Importer un fichier CSV
Bonjour,
Je souhaite importer un fichier csv depuis DSS. Je connais la méthode manuelle, mais si je fichier est mis à jour les mises à jour ne sont pas prise en compte dans DSS.
Y a t-il un moyen pour faire en sorte que lorsque le job d'import est relancé, les modifications apportées dans le fichier soient prises en compte ?
Merci d'avance pour vos réponses.
Operating system used: Windows
Answers
-
Sarina Dataiker, Dataiku DSS Core Designer, Dataiku DSS Adv Designer, Registered Posts: 317 Dataiker
Bonjour @Datause
,
If I understand correctly, you have a local CSV file where you sometimes make local modifications to the file, and want those modifications to then be reflected in DSS. For an uploaded dataset specifically, the data is static unless a new file is uploaded to the uploaded dataset. This is generally because you are making changes locally (i.e. on your own computer), so the DSS server won't know about any changes until you manually update the dataset on the DSS server.
There are a number of automated ways to pick up data in DSS, but it depends on your workflow what will make the most sense. How does your source file end up getting modified? Is there any automated process that updates the CSV file or are you manually modifying it locally?
Ultimately I think the real problem you're facing is likely how to automatically get your updates to a location where DSS can automatically pick them up, so you don't need to keep manually updating an uploaded dataset yourself. On that front, I wonder if you can pull whatever process you are currently doing that updates the CSV file into DSS itself, so that everything can more easily be automated? Let me know if that makes sense, and if you can give any details on the process that currently leads to the updated CSV file so that we might provide some suggestions on how to accomplish the steps in DSS.
On the more specific note of ensuring that changes to a CSV file are reflected in DSS, once you are able to get your files to a location that DSS can read from (i.e. S3, the DSS server, HDFS) you can use a Managed Folder to point to the storage location, and then create a dataset from the managed folder:Once a file is updated in the underlying managed folder location (i.e. in S3, your Hadoop filesystem), then those changes will automatically be propagated in DSS and to the dataset, "testdataset" in this example.

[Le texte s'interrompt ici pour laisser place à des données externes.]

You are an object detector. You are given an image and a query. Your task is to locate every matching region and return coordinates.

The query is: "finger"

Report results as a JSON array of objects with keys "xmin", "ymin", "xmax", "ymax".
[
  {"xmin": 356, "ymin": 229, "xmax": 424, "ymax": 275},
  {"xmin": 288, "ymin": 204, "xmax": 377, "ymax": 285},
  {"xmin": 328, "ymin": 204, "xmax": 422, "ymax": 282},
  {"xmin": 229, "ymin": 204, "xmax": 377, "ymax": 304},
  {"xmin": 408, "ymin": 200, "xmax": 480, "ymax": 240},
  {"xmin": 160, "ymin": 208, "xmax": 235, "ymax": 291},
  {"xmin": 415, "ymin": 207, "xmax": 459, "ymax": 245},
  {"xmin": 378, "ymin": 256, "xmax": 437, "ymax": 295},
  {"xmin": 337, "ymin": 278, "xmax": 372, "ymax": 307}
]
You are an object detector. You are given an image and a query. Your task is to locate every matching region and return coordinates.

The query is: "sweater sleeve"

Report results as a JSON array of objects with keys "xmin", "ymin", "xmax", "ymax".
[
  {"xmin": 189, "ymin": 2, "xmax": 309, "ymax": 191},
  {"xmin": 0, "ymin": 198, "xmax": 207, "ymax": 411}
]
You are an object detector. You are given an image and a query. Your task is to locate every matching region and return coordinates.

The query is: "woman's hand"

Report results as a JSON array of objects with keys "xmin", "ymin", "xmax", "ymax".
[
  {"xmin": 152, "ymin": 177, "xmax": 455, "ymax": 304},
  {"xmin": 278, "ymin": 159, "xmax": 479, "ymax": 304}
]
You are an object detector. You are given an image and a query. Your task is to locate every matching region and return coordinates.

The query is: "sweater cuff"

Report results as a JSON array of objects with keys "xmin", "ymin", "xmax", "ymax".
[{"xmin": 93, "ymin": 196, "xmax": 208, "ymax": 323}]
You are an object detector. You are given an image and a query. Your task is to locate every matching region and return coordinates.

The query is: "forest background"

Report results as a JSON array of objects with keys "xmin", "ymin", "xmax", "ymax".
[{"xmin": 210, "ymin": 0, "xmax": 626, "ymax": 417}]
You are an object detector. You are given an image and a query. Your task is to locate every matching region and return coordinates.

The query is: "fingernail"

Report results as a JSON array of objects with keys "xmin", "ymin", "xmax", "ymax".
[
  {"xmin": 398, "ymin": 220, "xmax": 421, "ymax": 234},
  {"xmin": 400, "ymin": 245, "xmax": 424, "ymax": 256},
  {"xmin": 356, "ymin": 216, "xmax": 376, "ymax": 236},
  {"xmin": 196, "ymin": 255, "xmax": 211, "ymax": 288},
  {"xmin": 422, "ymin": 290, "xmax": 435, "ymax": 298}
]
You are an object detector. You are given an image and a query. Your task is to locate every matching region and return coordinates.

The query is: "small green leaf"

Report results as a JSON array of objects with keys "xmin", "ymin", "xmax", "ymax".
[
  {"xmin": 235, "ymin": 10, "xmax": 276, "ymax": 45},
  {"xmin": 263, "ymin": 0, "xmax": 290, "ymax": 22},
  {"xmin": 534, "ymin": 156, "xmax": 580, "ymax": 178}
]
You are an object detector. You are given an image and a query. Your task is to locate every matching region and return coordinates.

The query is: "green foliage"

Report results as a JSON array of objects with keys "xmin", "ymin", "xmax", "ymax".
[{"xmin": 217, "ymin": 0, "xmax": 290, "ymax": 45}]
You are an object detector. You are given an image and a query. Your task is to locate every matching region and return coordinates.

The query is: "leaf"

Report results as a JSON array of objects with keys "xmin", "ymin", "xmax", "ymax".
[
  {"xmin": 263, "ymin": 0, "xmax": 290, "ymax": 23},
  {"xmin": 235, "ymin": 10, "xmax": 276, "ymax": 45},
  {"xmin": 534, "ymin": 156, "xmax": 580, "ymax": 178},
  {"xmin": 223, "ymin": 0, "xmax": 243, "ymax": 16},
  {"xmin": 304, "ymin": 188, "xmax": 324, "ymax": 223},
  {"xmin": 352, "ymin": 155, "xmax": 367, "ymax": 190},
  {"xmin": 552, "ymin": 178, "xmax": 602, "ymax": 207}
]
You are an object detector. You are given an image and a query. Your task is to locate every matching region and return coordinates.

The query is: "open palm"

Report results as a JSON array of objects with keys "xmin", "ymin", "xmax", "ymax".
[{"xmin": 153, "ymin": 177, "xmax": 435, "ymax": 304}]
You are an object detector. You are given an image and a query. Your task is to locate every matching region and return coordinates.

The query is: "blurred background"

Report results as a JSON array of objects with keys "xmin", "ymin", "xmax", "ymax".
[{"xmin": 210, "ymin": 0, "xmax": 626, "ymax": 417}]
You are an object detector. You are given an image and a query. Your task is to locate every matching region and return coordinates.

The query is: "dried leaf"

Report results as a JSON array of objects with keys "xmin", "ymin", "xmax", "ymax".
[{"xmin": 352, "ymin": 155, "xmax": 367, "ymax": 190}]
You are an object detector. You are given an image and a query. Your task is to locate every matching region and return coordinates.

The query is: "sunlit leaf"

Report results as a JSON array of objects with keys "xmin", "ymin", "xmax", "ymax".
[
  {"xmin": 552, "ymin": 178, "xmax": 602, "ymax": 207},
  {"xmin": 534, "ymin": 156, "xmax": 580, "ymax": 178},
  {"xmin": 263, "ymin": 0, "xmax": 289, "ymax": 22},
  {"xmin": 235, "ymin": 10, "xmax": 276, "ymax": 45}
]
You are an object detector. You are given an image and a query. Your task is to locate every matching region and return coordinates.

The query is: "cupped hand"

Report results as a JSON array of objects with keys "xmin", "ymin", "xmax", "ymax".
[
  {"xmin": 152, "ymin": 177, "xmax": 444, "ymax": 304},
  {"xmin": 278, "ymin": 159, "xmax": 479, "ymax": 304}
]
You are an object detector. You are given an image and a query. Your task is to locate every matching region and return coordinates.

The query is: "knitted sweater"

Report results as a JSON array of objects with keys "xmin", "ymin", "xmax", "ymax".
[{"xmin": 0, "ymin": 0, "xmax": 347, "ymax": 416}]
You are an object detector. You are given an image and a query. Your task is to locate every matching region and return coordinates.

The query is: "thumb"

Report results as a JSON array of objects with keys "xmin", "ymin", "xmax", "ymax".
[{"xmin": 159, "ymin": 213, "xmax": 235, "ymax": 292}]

I hope that information makes sense. Please feel free to provide details on your current workflow and use case and what's changing the CSV file, and I would be happy to provide some more specific suggestions.
Thanks,
Sarina -
tgb417 Dataiku DSS Core Designer, Dataiku DSS & SQL, Dataiku DSS ML Practitioner, Dataiku DSS Core Concepts, Neuron 2020, Neuron, Registered, Dataiku Frontrunner Awards 2021 Finalist, Neuron 2021, Neuron 2022, Frontrunner 2022 Finalist, Frontrunner 2022 Winner, Dataiku Frontrunner Awards 2021 Participant, Frontrunner 2022 Participant, Neuron 2023 Posts: 1,601 Neuron
@SarinaS
's suggestions make a lot of sense. The other thing to consider is what kinds of changes are occuring.- Add - Adding new records
- Delete - Deleting existing records
- Update - changing current records
If you for example can guarantee that you will only be adding records. Your process may be easier to automate. DSS can handle a managed folder with more than one file. If the files all come with the same layout. The process is much easier you just need to do an append of all of the daily data sets.
However if you have changes for Delete & Update the process can be significantly more challenging. If those cases it can be very helpful if you have a guaranteed unique key for all records. So that you know which records need to be Deleted or Updated.
Good luck with your project. Let us know how you are getting on. Hope the Google Translate is helpful.
----------------
Les suggestions de @SarinaS ont beaucoup de sens. L'autre chose à considérer est les types de changements qui se produisent.
- Ajouter - Ajout de nouveaux enregistrements
- Supprimer - Suppression d'enregistrements existants
- Mise à jour - modification des enregistrements actuels
Si vous par exemple, vous pouvez garantir que vous n'ajouterez que des enregistrements. Votre processus peut être plus facile à automatiser. DSS peut gérer un dossier géré avec plusieurs fichiers. Si les fichiers viennent tous avec la même mise en page. Le processus est beaucoup plus simple, il vous suffit de faire un ajout de tous les ensembles de données quotidiens.
Cependant, si vous avez des modifications pour supprimer et mettre à jour, le processus peut être beaucoup plus difficile. Dans ces cas, il peut être très utile d'avoir une clé unique garantie pour tous les enregistrements. Pour que vous sachiez quels enregistrements doivent être supprimés ou mis à jour.
Bonne chance pour votre projet. Faites-nous savoir comment vous vous en sortez. J'espère que Google Translate est utile.